By Dana Milbank
Thursday, October 20, 2005
As Colin Powell's right-hand man at the State Department, Larry Wilkerson seethed quietly during President Bush's first term. Yesterday, Colonel Wilkerson made up for lost time.
He said the vice president and the secretary of defense created a "Cheney-Rumsfeld cabal" that hijacked U.S. foreign policy. He said of former defense undersecretary Douglas Feith: "Seldom in my life have I met a dumber man." Addressing scholars, journalists and others at the New America Foundation, Wilkerson accused Bush of "cowboyism" and said he had viewed Condoleezza Rice as "extremely weak." Of American diplomacy, he fretted, "I'm not sure the State Department even exists anymore."
And how about Karen Hughes's efforts to boost the country's image abroad? "It's hard to sell [manure]," Wilkerson said, quoting an Egyptian friend.
The man who was chief of staff at the State Department until early this year continued: "If you're unilaterally declaring Kyoto dead, if you're declaring the Geneva Conventions not operative, if you're doing a host of things that the world doesn't agree with you on and you're doing it blatantly and in their face, without grace, then you've got to pay the consequences."
With Bush's approval ratings dropping below 40 percent, the administration's vaunted loyalty and party discipline are suffering. David Frum, a former White House speechwriter, is campaigning against confirmation of Harriet Miers to the Supreme Court. Bruce Bartlett, who worked for the president's father, was fired by his think tank this week because he is publishing a book titled "Impostor: How George W. Bush Bankrupted America and Betrayed the Reagan Legacy."
And, on Capitol Hill yesterday, Republicans joined in criticizing the administration about Iraq. When Rice said at a hearing that "we have made significant progress" in Iraq, Sen. Lincoln D. Chafee (R.I.) replied: "Well, we all wish that were true, but we can't kid ourselves, either."
Wilkerson adds a new dimension to the criticism. A 31-year military veteran and former director of the Marine Corps War College, he worked for Powell in the public and private sectors for much of the past 16 years, and he was often described by colleagues as the man who would say what Powell was thinking but was too discreet to say.
Wilkerson's beef with the administration was, for the most part, not ideological. He argues that U.S. forces must remain in Iraq, and he describes George H.W. Bush as "one of the finest presidents we've ever had."
Rather, the colonel objected to the administration's secrecy, which allowed Cheney, Rumsfeld and others to subvert the foreign policy apparatus that has been in place since 1947.
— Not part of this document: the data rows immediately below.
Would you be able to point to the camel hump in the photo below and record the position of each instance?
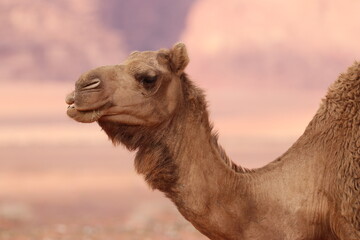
(347, 87)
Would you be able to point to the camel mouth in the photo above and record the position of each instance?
(85, 115)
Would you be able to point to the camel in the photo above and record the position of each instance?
(312, 192)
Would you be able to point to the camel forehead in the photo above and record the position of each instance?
(142, 62)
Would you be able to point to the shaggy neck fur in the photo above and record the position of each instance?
(158, 146)
(181, 157)
(311, 190)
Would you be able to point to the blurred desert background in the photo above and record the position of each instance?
(264, 64)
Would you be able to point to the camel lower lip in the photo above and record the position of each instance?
(87, 116)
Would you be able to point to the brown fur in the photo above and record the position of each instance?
(311, 192)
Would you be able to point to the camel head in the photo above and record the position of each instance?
(142, 91)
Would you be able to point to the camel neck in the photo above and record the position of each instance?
(193, 171)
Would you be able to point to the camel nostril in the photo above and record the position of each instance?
(70, 98)
(92, 84)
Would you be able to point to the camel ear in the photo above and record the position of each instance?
(178, 58)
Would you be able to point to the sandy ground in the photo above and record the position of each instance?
(81, 192)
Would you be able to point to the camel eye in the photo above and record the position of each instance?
(148, 79)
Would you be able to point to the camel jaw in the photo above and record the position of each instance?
(85, 115)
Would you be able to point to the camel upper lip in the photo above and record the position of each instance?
(88, 85)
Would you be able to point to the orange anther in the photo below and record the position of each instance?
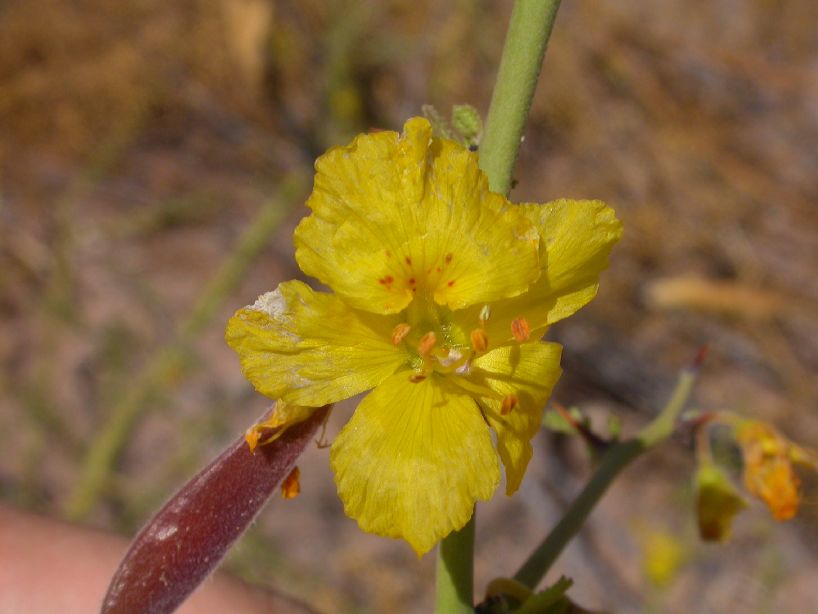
(427, 342)
(399, 333)
(479, 340)
(509, 403)
(485, 314)
(291, 487)
(520, 329)
(252, 436)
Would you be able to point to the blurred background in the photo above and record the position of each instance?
(155, 157)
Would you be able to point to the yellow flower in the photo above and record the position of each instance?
(442, 291)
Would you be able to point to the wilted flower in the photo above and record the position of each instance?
(442, 291)
(769, 473)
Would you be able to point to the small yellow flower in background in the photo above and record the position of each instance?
(442, 291)
(769, 473)
(663, 555)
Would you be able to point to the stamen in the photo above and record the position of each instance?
(479, 340)
(399, 333)
(520, 329)
(509, 403)
(427, 342)
(485, 314)
(291, 487)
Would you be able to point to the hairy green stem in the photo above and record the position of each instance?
(526, 40)
(612, 463)
(455, 577)
(528, 34)
(99, 462)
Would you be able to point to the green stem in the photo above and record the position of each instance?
(526, 40)
(164, 367)
(455, 576)
(528, 34)
(612, 463)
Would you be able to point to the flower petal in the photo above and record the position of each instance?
(529, 371)
(395, 215)
(309, 348)
(413, 460)
(576, 237)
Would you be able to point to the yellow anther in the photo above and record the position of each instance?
(291, 486)
(520, 329)
(479, 340)
(509, 403)
(427, 342)
(399, 332)
(485, 314)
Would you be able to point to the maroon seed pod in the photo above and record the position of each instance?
(184, 542)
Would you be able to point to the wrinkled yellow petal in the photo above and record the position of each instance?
(283, 417)
(309, 348)
(413, 460)
(395, 216)
(576, 237)
(529, 371)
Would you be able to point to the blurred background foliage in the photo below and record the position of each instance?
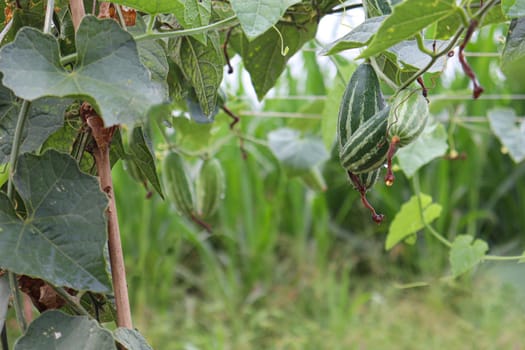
(289, 267)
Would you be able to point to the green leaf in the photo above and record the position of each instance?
(513, 8)
(432, 143)
(5, 295)
(407, 19)
(62, 238)
(108, 73)
(412, 59)
(262, 57)
(408, 220)
(142, 155)
(513, 56)
(151, 53)
(509, 130)
(297, 154)
(202, 65)
(54, 330)
(466, 253)
(151, 6)
(358, 37)
(131, 339)
(192, 14)
(45, 116)
(257, 16)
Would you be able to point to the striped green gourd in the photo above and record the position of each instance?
(361, 100)
(177, 184)
(406, 121)
(209, 187)
(367, 149)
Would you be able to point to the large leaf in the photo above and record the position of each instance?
(513, 56)
(131, 339)
(295, 153)
(142, 155)
(108, 71)
(263, 58)
(192, 14)
(63, 235)
(151, 53)
(408, 220)
(510, 131)
(432, 143)
(513, 8)
(358, 37)
(466, 253)
(54, 330)
(151, 6)
(407, 19)
(45, 116)
(202, 65)
(257, 16)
"What I saw was a cabal between the vice president of the United States, Richard Cheney, and the secretary of defense, Donald Rumsfeld," he said. By cutting out the bureaucracy that had to carry out those decisions, "we have courted disaster in Iraq, in North Korea, in Iran, and generally with regard to domestic crises like Katrina." If there is a nuclear terrorist attack or a major pandemic, Wilkerson continued, "you are going to see the ineptitude of this government in a way that'll take you back to the Declaration of Independence."
Wilkerson, part military man and part academic, said "hell" a lot but also used words such as "desultory" and "titular." Peering from large wire-rimmed glasses, armed with a flag lapel pin, he spoke with barely restrained anger. He had given critical quotes about the administration before, but yesterday's New America Foundation speech was his coming out as an administration critic.
He had barbs for lawmakers ("truly abandoned their oversight responsibilities") and said past presidents had also circumvented the national security structure. But, he said, "the case that I saw for four-plus years was a case I have never seen in my studies of aberrations, bastardizations, perturbations, changes to the national security decision-making process."
Wilkerson blamed Bush, "not versed in international relations and not too much interested," for letting the Cheney-Rumsfeld cabal to take over. He blamed Rice for dropping her role as honest broker to "build her intimacy with the president." And he blamed whoever gave Feith "carte blanche to tell the State Department to go screw itself."
The cabal's end run around the bureaucracy, he argued, stalled nuclear diplomacy with North Korea and Iran. He said top officials "condoned" prisoner abuse and left the Army "truly in bad shape."
"You and I and every other citizen like us is paying the consequences," he said, "whether it was a response to Katrina that was less than adequate certainly, or the situation in Iraq which still goes unexplained."
The colonel said his old boss is not pleased with his decision to go public with his criticism. Powell, he said, "is the world's most loyal soldier." Wilkerson said he admired that, but he took a different view of loyalty: not to the administration, but to the country.